Pharmacodynamic properties
Flunixin meglumine is a potent non-steroidal, non-narcotic analgesic with anti-inflammatory, anti-endotoxic and anti-pyretic activities. It acts as a reversible non-selective inhibitor of the enzyme cyclo-oxygenase (both COX 1 and COX 2 forms) reducing the synthesis of eicosanoids involved in tissue inflammation, central pyresis and pain. Flunixin also inhibits the production of thromboxane, a potent platelet pro-aggregator and vasoconstrictor which is released during blood clotting.
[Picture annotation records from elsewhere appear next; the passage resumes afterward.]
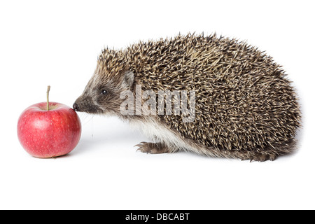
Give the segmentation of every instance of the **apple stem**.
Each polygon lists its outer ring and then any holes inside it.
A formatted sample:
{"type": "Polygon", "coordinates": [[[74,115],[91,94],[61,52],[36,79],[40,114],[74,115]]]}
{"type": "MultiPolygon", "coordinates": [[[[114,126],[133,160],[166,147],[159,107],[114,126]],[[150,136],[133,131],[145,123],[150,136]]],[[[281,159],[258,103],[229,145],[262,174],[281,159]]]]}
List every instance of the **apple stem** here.
{"type": "Polygon", "coordinates": [[[50,85],[47,87],[47,111],[49,111],[49,91],[50,90],[50,85]]]}

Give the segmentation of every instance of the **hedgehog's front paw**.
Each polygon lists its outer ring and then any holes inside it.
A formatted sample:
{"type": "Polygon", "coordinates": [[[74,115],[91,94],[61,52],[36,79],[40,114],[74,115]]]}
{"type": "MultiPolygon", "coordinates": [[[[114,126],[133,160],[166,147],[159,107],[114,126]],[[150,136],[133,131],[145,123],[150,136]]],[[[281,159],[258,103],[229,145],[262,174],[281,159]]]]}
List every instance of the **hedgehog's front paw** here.
{"type": "Polygon", "coordinates": [[[134,146],[139,147],[136,150],[141,150],[142,153],[150,154],[169,153],[167,147],[161,143],[142,141],[134,146]]]}
{"type": "Polygon", "coordinates": [[[251,162],[252,161],[259,161],[265,162],[266,160],[273,161],[276,158],[276,154],[262,154],[260,153],[256,153],[255,155],[250,157],[251,162]]]}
Although flunixin has no direct effect on endotoxins, it reduces prostaglandin production and hence the effects of the prostaglandin cascade that is part of the complex processes involved in the development of endotoxic shock.

Pharmacokinetic particulars
After oral administration of the veterinary medicinal product to horses at a dose of 1.1 mg flunixin / kg body weight maximal plasma concentrations of 4.7 (± 1.1) µg/ml were reached after approximately 1.5 hours. The AUCi of flunixin was 26.2 (± 5.2) µg.hr/ml and elimination took place with a half-life of around 6 hours.
Compared to intravenous administration, a bioavailability of approximately 80 % is achieved. Flunixin strongly binds to proteins and accumulates in the inflammatory exudate, resulting in delayed elimination.

Environmental properties
Flunixin is toxic to avian scavengers although foreseen low exposure leads to low risk.